Incline bench doing 1 1/4 reps burns like hell !


----------



## gettingLEAN (Aug 8, 2009)

incline db for me find it hits it the best


----------



## Milky (Nov 30, 2008)

Incline DB's for me, or fliyes


----------



## zack amin (Mar 13, 2012)

tell me what you do for your inner quads and ill tell you what i do for an amazing incline


----------



## Outtapped (Dec 10, 2012)

I'm glad milky said flyes as well!

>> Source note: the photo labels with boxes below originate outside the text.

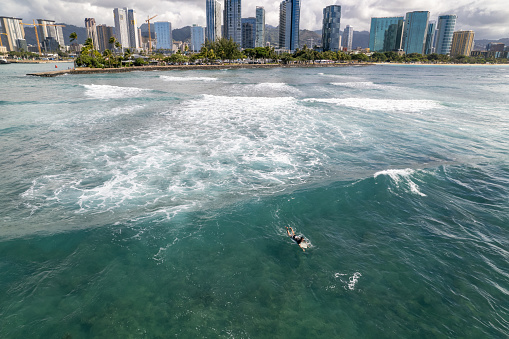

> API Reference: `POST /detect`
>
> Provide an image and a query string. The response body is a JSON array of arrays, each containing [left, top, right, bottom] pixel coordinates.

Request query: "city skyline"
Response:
[[0, 0, 509, 39]]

Got to be the main excercise for upper chest surely!


----------



## Kane T (May 18, 2012)

Incline BB for me.


----------



## RowRow (Nov 17, 2011)

Incline dumbbell flyes for sure!


----------



## vetran (Oct 17, 2009)

> ]Personally High INcline Smith really pops mine out' date= i do it after flat bench BB at the moment
> 
> x 2 to finish of then i put it vertical and jump straight into delts


----------



## BigTrev (Mar 16, 2008)

What works for me is inclined db presses at a 45 degree angle

Same with flys


----------



## simonthepieman (Jun 11, 2012)

I couldn't believe it. But I have only just found out that decline bench works my upper chest a treat. Bizzaire, but true


----------



## solidcecil (Mar 8, 2012)

WhySoSerious said:


> Flyes!





Milky said:


> Incline DB's for me, or flyes





RowRow said:


> Incline dumbbell flyes for sure!


So are you guys saying just do flyes and no pressing movement at all?

- - - Updated - - -



simonthepieman said:


> I couldn't believe it. But I have only just found out that decline bench works my upper chest a treat. Bizzaire, but true


Yeah I remember Prodiver was a big preacher about this.


----------



## Outtapped (Dec 10, 2012)

solidcecil said:


> So are you guys saying just do flyes and no pressing movement at all?
> 
> - - - Updated - - -
> 
> Yeah I remember Prodiver was a big preacher about this.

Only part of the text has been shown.